I’ve been thinking and working on some internal projects with some fantastic colleagues - one in the operating model space, one focused on case management, one on grants management, another on researchops, and then one on people strategy. I love the variety of work - and how much opportunity there is to collaborate on things that will make things easier now and as we grow. Reflection: the opportunities are there but not always seized because client work (a) always takes precedence and (b) is relatively unpredictable in its scale and flow. It reminds me how much of an ask of their staff it is when our clients expect transformation activity to happen “at the side of the desk”. It’s important, it’s strategic, it’s urgent BUT it’s the first thing to be paused when people feel overwhelmed. In my case, it means that some of these projects go more slowly than we’d like, and if we really struggle with momentum then we need to just put it down. I saw a couple of our leaders do that this month with internal projects, communicating clearly that they were being taken out of our work-in-progress for now. It’s vital role modelling - and something we advise clients to do all the time, so I love that we’re taking our own advice.

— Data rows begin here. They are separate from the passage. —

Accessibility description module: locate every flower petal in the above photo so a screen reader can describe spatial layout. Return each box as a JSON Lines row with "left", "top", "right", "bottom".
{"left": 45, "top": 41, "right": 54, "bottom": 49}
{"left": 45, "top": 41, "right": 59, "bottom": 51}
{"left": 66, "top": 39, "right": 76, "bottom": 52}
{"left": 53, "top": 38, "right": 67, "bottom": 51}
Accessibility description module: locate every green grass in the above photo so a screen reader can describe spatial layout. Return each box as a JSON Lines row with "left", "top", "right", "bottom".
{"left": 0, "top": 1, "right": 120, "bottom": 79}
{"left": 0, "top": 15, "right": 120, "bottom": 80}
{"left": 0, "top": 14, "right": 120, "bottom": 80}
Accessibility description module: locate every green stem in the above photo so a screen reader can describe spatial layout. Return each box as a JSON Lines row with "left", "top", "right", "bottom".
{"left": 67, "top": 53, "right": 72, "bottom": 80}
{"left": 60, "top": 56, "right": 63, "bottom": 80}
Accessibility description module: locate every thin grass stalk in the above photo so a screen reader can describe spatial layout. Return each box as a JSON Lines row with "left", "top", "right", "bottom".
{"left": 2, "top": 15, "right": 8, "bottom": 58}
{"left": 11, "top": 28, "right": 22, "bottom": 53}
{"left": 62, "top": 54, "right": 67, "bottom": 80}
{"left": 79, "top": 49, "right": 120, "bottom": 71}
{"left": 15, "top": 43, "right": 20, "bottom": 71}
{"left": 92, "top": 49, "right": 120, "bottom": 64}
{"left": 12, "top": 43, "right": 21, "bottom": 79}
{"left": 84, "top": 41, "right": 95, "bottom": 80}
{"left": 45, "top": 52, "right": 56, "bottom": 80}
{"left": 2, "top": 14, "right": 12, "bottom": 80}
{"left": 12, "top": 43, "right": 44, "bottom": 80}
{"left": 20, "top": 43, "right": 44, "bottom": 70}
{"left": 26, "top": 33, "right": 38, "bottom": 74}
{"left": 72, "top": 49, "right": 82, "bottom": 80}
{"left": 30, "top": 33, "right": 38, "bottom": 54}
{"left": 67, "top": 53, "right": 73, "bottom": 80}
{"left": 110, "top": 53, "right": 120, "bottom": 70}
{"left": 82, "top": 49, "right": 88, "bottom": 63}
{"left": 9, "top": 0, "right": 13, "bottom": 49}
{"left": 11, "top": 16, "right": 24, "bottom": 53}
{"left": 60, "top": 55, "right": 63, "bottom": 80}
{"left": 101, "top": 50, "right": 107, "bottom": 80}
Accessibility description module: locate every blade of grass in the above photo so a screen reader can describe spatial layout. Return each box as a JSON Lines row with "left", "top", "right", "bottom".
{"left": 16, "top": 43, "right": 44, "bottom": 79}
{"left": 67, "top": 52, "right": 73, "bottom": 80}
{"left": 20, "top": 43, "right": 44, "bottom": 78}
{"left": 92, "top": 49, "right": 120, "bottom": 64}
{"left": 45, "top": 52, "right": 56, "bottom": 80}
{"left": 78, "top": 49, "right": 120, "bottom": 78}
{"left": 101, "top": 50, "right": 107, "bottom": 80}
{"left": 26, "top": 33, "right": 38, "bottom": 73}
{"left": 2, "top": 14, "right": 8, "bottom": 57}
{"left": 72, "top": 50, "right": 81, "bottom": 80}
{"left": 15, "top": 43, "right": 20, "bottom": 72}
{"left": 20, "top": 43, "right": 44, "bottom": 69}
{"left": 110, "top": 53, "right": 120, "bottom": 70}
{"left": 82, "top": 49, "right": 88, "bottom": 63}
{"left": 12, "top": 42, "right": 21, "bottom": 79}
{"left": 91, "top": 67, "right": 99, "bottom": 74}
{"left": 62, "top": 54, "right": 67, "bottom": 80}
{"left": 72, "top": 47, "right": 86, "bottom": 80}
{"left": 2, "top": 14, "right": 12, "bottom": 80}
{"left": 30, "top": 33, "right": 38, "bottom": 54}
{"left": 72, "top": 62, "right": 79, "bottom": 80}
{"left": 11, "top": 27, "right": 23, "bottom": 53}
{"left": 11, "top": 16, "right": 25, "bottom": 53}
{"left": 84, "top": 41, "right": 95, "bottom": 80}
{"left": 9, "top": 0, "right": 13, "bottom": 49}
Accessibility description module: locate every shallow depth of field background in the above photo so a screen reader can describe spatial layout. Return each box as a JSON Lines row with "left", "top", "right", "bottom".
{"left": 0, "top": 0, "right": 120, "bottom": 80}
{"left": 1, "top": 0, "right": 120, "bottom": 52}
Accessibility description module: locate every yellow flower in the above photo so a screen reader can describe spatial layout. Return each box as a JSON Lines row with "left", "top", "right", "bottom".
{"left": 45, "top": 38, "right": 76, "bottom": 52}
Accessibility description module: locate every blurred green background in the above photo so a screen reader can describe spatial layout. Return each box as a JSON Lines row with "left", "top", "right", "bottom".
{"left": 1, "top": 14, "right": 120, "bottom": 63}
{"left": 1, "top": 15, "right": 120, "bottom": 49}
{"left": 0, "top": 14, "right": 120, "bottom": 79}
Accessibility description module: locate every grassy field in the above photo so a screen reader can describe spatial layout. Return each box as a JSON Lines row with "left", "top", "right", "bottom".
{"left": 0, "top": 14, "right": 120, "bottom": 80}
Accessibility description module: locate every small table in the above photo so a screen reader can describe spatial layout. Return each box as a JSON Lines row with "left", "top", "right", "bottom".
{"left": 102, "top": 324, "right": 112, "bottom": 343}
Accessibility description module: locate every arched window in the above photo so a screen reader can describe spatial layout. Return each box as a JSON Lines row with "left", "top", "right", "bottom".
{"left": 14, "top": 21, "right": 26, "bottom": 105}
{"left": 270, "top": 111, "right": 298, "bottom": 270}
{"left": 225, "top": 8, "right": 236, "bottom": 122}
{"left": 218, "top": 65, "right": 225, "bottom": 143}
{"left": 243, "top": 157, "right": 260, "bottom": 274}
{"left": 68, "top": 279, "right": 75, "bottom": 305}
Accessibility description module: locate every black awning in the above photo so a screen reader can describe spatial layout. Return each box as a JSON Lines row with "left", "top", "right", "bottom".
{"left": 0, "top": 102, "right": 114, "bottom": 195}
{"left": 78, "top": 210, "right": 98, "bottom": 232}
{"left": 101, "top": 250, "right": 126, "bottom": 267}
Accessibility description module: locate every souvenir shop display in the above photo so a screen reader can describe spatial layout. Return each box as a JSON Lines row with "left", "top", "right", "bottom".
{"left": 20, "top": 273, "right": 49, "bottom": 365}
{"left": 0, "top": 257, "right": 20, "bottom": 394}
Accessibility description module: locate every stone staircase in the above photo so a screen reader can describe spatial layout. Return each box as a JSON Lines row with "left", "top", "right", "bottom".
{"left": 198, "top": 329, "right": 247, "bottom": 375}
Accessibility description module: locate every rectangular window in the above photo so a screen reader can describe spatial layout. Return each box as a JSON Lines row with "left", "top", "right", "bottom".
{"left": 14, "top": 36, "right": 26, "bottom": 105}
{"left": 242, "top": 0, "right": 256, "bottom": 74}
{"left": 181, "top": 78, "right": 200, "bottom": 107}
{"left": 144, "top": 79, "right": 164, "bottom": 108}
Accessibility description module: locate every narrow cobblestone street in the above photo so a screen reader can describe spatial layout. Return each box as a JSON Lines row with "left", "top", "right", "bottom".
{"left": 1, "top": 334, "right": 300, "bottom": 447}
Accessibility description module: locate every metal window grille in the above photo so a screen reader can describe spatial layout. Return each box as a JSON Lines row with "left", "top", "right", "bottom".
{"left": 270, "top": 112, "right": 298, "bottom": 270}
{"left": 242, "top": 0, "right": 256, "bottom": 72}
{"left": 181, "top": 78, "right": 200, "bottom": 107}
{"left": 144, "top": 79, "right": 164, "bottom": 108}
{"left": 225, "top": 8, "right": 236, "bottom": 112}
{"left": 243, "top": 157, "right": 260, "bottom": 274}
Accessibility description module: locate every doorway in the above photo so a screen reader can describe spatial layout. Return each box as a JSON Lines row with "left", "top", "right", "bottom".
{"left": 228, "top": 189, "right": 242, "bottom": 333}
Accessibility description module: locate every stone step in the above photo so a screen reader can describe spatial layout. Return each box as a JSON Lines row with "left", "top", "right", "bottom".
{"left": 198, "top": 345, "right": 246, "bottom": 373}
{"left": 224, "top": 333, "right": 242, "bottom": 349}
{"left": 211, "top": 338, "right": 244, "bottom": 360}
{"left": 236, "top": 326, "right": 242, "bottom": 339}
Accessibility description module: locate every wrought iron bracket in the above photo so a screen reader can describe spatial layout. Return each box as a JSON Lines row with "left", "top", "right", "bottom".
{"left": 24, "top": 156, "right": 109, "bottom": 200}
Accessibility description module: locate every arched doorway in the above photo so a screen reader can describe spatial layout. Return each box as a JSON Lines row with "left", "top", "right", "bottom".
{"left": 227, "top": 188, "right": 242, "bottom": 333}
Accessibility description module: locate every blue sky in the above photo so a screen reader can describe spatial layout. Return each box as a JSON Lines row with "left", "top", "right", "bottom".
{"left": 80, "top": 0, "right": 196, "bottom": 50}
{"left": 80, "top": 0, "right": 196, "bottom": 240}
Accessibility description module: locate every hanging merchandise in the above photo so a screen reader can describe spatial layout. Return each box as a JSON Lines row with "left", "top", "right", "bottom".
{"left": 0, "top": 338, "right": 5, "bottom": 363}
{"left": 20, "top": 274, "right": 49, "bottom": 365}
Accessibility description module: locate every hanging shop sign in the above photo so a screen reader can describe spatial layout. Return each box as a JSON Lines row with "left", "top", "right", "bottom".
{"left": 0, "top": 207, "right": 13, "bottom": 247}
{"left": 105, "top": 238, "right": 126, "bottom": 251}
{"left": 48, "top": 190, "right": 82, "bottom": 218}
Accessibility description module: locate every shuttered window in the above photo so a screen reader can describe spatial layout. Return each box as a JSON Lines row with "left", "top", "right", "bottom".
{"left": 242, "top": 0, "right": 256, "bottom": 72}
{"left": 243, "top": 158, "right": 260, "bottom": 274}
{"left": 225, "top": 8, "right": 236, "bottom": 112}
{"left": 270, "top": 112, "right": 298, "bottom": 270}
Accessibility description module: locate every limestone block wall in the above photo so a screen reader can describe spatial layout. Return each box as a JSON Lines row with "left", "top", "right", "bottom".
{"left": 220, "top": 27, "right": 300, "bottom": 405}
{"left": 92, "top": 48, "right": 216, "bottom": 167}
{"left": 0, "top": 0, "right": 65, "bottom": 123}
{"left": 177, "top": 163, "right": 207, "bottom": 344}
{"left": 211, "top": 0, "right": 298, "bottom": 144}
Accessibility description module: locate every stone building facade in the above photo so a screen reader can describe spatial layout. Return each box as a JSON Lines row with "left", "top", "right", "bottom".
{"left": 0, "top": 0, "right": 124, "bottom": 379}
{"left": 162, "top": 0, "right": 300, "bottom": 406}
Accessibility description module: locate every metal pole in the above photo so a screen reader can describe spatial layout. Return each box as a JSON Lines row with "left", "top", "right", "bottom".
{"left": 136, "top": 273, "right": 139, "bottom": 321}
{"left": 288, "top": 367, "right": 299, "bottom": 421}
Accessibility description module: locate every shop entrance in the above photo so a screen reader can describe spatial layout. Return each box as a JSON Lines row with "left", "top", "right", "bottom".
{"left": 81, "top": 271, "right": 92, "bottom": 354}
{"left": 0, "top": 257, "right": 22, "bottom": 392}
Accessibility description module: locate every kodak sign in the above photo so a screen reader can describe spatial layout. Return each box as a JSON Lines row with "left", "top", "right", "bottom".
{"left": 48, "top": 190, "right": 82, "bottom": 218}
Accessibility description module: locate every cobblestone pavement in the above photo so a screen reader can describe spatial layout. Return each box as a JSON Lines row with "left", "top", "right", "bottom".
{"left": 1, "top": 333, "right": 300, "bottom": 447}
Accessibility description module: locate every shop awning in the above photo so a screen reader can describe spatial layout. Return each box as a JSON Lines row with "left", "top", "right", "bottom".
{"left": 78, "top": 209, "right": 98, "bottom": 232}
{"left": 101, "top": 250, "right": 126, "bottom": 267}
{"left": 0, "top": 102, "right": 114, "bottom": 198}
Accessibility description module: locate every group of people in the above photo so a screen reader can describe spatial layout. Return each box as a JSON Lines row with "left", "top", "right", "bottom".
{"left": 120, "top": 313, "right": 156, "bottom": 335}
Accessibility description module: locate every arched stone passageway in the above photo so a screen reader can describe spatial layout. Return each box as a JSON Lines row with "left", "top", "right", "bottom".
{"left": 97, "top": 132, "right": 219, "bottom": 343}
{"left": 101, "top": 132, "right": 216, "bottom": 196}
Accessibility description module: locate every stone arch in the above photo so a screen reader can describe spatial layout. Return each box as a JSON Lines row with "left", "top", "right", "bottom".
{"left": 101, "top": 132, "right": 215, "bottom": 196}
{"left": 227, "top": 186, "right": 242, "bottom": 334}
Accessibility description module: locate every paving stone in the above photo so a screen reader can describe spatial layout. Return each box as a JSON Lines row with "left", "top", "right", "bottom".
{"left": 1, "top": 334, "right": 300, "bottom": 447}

I’ve spent plenty of time getting to know people - new starters, as well as colleagues I haven’t yet had the chance to work with. I‘ve had my head down a lot recently, so it’s nice to have room in the diary to connect. Especially as we’ve had so many new people join us recently, and I hate not knowing at least everyone’s names/faces, even if we haven’t had coffee yet. Reflection: actually I’m not sure how true this is. I’m awful, surprisingly awful, at remembering names and faces. But I’m uncomfortable with not having been introduced/not introducing myself - I want people to feel known and seen.
I’m in the last proper week of an engagement (though there’s always a slightly extended “tail” in wrapping up fully) - so I’ve been finishing off the final deliverables. This project has occupied quite a lot of my brain space over recent months, not just in working hours, so it feels like a moment. And with a big intensive project starting next week, I need that brain space back. Reflection: if it feels like a moment then I should make it one - should do something with the team now, rather than at the end of May (when we’re having a retro, a few weeks after the scheduled end of the work). I don’t know if the way I run a retro at the end of an engagement is different enough from sprint retros to properly give that sense of acknowledgement and celebration and closure we crave. Is there something special and meaningful we could do or share or make together?
I worked with a friend to record a podcast focused on “new power” ways of working in public service. It was a lovely conversation. I’m looking forward to editing it down into something they can share. I would have done that this weekend but it looks so lovely outside that I can’t bear to sit in the shed doing audio post-production. Reflection: I was totally overprepared but that doesn’t matter: I was just nervous and the preparation was my way of working through it. Once we got going I quickly found my groove - it didn’t feel stilted at all, so I guess I’ll find out if it sounded stilted when I go through the audio file later. I have been meaning to podcast and/or videocast for a while now and I expect I still will. But there has been a minor backlash on LinkedIN, with people I generally respect speaking out against other people doing videocasts, podcasts and blogging, with variations on a theme of “they like the sound of their own voice too much”. I know it’s a them problem, not a me problem, but it introduced just enough doubt for me to hold fire.
I was gutted to miss CampDigital this year. I really wanted to catch-up with friends and former colleagues - and it’s always a great event. I wanted to see how Lou’s thinking on Bad Services is shaping up (that book must be nearly here); Julian always stretches my thinking; and I was hoping to see Coco speak, having seen her lightning talk last year. Oh well. Next time. My next conference is Service Design in Government in September - and I’ll be up in Edinburgh the whole week.
TV: We’ve been watching Race Across The World with the kids in the evenings - the 12yo slinks out of her bedroom and curls up next to me on the sofa for the hour, reminding me of how it used to be before she went to high school and decided that parents were to be avoided wherever possible. I’m wondering if she’ll join me for Dr. Who or Eurovision. I miss the Eurovision Livetweeting we used to do when Twitter was a thing - I wonder if it’ll pop up on Bluesky instead? I’m not on Threads (and will never be), left X and Facebook, and that type of content is too much of a stretch for LinkedIn.
The rest: sunny lunch out at a country pub on Friday; first BBQ of 2024; and completing some string art (a flamingo).